R is a vector-oriented programming language since most of the objects are organized in vector or matrix fashion. While most of us associate vectors and matrices with linear algebra or other mathematics fields, R defines those as a flexible data structure that supports both numeric and non-numeric values. This makes working with data easier and simpler, especially when we work with mixed data classes. The matrix structure is a generic format for many tabular data types in R.

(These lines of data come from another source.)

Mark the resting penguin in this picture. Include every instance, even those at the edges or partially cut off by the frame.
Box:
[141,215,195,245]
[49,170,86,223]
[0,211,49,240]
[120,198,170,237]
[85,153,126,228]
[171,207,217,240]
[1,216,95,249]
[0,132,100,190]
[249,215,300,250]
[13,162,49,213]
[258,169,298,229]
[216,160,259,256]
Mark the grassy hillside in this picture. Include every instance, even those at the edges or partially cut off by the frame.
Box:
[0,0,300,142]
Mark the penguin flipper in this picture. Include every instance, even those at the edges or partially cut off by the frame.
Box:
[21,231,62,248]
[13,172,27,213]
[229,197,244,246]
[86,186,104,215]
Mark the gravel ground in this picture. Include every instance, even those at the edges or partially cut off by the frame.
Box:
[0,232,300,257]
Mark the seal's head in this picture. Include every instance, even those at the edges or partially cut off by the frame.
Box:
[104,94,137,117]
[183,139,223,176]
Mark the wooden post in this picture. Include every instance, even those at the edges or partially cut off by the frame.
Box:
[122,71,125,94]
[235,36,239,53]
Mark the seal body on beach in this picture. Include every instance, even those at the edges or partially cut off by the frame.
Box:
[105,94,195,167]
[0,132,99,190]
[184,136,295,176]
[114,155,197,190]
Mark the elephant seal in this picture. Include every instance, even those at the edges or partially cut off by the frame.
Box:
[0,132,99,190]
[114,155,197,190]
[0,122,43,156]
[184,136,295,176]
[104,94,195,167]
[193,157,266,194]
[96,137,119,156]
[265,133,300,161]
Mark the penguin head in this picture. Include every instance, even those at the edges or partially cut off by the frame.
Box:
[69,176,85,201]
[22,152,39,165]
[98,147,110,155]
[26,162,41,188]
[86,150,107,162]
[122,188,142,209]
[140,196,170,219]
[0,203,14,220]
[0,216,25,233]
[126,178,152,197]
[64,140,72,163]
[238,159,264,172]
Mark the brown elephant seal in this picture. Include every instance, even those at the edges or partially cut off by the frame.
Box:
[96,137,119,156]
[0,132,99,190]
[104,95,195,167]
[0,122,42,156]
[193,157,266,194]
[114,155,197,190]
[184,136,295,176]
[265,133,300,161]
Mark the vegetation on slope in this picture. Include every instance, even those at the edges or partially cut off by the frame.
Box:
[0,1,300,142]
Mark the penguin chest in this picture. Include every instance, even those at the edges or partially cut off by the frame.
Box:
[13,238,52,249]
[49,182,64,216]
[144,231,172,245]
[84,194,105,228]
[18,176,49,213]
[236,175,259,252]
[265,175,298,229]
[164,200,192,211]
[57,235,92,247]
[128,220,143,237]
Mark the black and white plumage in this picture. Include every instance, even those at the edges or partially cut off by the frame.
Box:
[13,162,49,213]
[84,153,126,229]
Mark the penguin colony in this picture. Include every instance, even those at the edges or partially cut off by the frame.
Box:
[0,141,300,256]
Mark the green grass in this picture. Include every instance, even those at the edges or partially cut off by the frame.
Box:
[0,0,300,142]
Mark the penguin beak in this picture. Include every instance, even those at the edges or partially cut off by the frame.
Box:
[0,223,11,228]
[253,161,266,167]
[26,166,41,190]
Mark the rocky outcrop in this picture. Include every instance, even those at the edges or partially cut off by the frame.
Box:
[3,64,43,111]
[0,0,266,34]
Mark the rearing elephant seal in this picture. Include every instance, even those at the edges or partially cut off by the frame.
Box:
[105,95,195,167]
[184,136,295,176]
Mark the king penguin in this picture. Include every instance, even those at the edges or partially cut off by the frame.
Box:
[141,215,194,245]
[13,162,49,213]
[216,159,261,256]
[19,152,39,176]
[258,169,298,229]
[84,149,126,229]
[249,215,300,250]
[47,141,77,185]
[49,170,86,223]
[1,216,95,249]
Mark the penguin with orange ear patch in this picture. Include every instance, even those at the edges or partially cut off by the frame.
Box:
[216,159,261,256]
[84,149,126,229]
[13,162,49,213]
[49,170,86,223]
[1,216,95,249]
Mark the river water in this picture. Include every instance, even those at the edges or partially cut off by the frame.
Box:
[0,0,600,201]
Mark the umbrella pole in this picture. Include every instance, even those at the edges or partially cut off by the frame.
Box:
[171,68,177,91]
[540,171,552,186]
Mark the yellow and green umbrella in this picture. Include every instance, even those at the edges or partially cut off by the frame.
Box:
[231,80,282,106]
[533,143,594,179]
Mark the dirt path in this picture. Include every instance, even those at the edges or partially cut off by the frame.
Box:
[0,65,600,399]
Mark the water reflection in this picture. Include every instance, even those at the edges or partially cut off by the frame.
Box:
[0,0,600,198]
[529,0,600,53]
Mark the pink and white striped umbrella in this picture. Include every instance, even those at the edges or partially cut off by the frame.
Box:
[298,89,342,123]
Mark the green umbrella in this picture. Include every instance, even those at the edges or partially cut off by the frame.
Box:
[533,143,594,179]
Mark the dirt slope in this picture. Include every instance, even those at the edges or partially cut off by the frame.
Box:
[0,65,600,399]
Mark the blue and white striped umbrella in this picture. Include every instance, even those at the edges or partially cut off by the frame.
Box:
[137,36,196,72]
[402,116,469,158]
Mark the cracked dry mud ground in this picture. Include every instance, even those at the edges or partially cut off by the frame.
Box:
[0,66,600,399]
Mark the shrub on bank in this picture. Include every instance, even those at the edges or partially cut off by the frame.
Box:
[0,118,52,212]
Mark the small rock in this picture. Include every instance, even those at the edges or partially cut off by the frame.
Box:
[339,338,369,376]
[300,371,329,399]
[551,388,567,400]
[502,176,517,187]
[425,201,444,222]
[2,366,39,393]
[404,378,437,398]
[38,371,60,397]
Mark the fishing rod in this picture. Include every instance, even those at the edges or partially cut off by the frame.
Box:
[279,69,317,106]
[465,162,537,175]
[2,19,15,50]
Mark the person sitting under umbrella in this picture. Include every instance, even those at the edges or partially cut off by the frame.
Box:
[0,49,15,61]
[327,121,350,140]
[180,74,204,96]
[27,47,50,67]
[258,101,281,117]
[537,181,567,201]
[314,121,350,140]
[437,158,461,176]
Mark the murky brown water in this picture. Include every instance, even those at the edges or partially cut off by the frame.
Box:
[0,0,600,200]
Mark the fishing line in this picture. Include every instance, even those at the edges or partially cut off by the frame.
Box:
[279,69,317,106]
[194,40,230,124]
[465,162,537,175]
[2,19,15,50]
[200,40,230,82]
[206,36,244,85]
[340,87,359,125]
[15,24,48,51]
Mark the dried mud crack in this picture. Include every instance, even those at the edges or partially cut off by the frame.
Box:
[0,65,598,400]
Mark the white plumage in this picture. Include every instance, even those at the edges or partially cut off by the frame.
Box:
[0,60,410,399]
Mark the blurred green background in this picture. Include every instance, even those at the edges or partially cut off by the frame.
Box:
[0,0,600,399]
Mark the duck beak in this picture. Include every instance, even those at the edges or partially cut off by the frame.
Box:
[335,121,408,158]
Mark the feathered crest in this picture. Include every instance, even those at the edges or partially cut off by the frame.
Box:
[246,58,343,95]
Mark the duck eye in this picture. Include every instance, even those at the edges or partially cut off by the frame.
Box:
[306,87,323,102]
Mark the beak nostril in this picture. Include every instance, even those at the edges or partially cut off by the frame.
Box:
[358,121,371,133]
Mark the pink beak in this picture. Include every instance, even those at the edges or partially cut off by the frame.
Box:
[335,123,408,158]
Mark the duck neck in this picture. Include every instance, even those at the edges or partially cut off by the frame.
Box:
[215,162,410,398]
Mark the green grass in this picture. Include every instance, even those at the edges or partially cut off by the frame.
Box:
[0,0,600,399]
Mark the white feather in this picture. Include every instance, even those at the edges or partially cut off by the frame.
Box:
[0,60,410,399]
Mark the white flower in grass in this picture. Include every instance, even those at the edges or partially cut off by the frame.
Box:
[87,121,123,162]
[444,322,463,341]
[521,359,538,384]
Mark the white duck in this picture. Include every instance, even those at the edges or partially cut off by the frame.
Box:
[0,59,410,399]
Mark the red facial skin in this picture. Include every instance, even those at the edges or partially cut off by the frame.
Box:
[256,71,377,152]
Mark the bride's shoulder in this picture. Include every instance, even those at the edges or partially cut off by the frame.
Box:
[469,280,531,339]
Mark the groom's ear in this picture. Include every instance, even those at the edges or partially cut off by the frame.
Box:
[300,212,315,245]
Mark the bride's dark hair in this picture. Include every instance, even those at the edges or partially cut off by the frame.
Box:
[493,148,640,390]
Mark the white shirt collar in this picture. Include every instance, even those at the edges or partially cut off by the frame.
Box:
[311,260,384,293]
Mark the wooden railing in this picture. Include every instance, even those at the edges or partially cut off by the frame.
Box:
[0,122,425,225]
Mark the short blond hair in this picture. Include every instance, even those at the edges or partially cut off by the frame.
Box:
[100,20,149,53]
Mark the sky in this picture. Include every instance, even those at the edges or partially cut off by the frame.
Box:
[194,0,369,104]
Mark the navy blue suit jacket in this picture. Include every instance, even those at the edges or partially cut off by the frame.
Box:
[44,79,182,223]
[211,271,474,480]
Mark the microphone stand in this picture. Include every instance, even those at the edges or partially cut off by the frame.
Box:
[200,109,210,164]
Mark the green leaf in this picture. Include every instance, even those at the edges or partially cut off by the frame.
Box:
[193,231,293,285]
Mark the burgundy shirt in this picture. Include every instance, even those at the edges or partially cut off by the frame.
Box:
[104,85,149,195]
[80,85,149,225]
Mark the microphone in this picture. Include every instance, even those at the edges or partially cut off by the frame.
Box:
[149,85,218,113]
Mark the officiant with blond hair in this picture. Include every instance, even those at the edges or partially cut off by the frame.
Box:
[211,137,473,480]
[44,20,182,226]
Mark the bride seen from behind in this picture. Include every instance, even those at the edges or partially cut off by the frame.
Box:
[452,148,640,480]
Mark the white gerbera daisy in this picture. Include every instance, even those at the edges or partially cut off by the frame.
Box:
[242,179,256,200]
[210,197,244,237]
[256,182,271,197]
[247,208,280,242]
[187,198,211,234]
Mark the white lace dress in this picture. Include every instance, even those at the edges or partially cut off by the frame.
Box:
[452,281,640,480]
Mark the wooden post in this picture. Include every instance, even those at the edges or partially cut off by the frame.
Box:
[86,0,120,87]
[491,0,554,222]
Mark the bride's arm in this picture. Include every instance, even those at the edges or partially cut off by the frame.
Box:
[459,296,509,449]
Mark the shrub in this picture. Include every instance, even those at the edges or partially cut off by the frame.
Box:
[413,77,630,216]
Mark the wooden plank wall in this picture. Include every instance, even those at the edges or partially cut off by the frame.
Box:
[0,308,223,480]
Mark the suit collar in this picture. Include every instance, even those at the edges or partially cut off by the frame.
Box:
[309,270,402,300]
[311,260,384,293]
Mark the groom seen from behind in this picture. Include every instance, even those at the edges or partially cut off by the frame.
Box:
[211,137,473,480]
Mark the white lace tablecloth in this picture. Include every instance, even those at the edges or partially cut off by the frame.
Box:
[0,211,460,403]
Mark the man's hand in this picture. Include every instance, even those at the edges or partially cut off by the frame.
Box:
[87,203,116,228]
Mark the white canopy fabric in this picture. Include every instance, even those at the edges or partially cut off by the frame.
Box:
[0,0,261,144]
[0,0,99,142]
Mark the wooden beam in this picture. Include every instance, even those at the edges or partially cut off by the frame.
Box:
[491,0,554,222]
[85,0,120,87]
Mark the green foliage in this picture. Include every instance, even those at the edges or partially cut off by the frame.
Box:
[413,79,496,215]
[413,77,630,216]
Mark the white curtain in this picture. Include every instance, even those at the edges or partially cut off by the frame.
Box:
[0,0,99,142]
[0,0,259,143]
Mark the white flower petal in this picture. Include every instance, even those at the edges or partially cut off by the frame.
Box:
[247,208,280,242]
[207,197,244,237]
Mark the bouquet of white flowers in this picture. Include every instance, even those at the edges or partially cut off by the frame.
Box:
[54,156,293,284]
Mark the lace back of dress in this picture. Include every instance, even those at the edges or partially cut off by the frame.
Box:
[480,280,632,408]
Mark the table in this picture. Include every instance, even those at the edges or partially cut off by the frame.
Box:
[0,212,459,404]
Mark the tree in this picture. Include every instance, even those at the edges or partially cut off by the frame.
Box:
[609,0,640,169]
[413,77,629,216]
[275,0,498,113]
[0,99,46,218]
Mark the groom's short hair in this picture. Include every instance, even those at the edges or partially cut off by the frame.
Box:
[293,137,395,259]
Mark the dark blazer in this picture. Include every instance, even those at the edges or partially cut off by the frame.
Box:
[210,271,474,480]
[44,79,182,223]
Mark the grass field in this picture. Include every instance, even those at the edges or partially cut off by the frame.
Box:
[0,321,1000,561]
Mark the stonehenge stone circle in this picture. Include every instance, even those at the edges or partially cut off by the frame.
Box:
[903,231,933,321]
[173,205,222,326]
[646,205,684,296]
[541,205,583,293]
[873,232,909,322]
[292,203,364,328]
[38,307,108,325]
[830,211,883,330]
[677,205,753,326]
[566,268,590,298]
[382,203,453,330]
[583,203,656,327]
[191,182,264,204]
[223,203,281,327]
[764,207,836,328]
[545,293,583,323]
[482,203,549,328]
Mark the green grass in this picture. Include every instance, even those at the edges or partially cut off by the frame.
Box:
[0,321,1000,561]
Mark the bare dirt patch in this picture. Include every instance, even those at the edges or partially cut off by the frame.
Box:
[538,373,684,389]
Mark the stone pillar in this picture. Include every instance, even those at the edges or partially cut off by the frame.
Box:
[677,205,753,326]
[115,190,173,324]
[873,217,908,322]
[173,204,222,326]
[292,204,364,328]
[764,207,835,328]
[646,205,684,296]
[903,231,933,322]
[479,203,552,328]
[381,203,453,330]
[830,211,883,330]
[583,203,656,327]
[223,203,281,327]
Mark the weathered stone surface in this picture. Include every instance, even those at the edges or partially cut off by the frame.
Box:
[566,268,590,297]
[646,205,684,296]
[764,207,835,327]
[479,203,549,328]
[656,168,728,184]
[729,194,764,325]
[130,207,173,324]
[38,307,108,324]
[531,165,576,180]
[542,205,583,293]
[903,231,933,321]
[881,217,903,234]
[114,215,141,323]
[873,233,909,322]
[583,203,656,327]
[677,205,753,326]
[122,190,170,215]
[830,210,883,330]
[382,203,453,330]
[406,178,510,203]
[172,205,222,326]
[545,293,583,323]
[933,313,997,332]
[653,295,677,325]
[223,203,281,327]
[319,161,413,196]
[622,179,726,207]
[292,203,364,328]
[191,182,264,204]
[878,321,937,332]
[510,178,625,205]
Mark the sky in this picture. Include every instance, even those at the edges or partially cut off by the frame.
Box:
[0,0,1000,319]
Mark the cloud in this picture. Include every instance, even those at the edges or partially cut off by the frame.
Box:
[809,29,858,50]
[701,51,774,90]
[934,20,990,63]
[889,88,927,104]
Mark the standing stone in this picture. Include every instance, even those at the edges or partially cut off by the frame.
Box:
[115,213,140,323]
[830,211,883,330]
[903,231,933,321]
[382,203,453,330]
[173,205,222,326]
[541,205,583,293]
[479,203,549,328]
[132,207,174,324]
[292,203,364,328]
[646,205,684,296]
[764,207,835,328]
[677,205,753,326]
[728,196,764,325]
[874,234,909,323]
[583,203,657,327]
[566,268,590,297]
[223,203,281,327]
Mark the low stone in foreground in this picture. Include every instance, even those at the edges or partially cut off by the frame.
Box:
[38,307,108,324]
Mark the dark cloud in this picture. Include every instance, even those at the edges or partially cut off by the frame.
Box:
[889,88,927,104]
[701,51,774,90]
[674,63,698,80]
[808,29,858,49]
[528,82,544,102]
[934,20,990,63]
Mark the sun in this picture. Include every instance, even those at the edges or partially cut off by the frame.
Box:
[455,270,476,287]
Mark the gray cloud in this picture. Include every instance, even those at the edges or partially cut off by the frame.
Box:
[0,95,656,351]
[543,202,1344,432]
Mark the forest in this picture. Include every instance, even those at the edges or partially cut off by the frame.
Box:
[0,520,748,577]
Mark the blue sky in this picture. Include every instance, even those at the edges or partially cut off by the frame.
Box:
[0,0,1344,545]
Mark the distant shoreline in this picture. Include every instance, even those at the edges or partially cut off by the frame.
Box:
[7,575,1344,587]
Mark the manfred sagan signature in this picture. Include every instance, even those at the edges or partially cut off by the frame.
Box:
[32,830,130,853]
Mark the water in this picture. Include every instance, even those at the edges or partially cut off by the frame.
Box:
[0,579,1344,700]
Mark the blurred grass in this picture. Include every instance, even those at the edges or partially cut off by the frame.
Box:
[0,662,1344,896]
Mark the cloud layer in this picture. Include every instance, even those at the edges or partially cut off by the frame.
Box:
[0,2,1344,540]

Among those, the most common types are as follows (the function's package name is in brackets):

`matrix (base)`: This is the basic matrix format and is based on the numeric index of rows and columns. This format is strict about the`data`class, and it isn't possible to combine multiple classes in the same table. For example, it is not possible to have both numeric and strings at the same table.`data.frame (base)`: This is one of the most popular tabular formats in R. This is a more progressive and liberal version of the`matrix`function. It includes additional attributes, which support the combination of multiple classes in the same table and different indexing methods.`tibble (tibble)`: It is part of the tidyverse family of packages (RStudio designed packages for data science applications). This type of data is another tabular format and an improved version of the`data.frame`base package with the improvements that are related to printing and sub-setting applications.`ts (stats) and mts (stats)`: This is R's built-in function for time series data, where`ts`is designed to be used with single time series data and**multiple time series**(**mts**) supports multiple time series data. Chapter 3,*The Time Series Object*, focuses on the time series object and its applications.`zoo (zoo) and xts (xts)`: Both are designated data structures for time series data and are based on the matrix format with a timestamp index. Chapter 4,*Decomposition of Time Series Data*, provides an in-depth introduction to the`zoo`and`xts`objects.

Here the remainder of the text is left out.